Originally published: 4/17/2023
Pittsburgh Business Times


Imagine receiving an invitation to eat at a neighbor’s house. You have heard of them and admired them from afar and are excited for the opportunity to finally meet them. Besides, you have heard that the husband is a great cook, and the family is very respected in the community.

When you first arrive at their home, you notice a beautiful welcome mat on the porch that puts your butterflies at ease. You knock on the door and are invited in, but after you enter, everything changes. You notice the family is not very friendly. You try to make conversation with everyone, but it is difficult. Everyone seems to talk but never include you in the conversation. At times they appear to listen to you, but something always seems to distract them. You also notice that while you are eating, everyone has filet, while they have served you Spam.
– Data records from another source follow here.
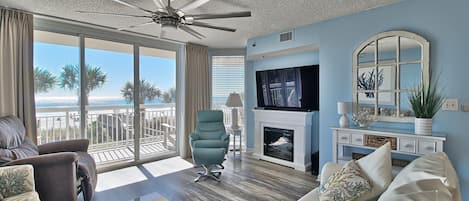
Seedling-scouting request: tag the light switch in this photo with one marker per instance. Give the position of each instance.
(451, 104)
(465, 108)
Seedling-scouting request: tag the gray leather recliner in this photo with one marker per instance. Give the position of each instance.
(62, 170)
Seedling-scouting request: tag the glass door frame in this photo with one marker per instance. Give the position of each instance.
(136, 41)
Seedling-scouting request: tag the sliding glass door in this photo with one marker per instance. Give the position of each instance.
(157, 101)
(57, 105)
(85, 89)
(108, 104)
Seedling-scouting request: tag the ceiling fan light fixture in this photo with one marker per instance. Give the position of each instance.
(169, 26)
(171, 18)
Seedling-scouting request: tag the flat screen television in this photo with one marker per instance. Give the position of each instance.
(295, 89)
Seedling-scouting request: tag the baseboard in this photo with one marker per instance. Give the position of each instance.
(249, 150)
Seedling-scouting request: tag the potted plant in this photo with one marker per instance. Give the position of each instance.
(425, 102)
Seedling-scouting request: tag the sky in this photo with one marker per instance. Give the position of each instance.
(117, 66)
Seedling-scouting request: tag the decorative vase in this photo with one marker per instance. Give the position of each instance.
(423, 126)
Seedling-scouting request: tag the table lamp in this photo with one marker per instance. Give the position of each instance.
(343, 109)
(234, 101)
You are perplexed as to why you were invited in the first place when the vibes signal that you are different and don’t belong. You pause for a moment and reflect on the nice invitation and the beautiful welcome mat that caught your attention, but seriously doubt you were ever welcome in the first place. Why was I invited? Were they just checking their diversity box?

You probably read this story and thought, “Wow, those neighbors are very rude!” However, before you judge, realize that many invite Black, brown and other marginalized communities into their organizations and unintentionally make them feel unwelcome. They wonder why they cannot keep or attract diverse talent, but it has less to do with a talent pipeline issue and more to do with work cultures and environments that are homogeneous and unwelcoming.

Yes, people are glad to get an invitation to dinner or to work for your organization, but to keep them you must make them feel welcome! Here are three things that Dr. Clyde W. Pickett, chief diversity officer and vice chancellor at the University of Pittsburgh, suggests that can help make your workplace more welcoming:

  • Listen to the Black, brown and other marginalized community members. Take the opportunity to hear more about their experiences.
  • Celebrate and acknowledge their contributions.
  • Invest in their growth and professional development.

Black, brown and other marginalized communities don’t just want an invitation to the table. We want to be heard, involved and made to feel welcome.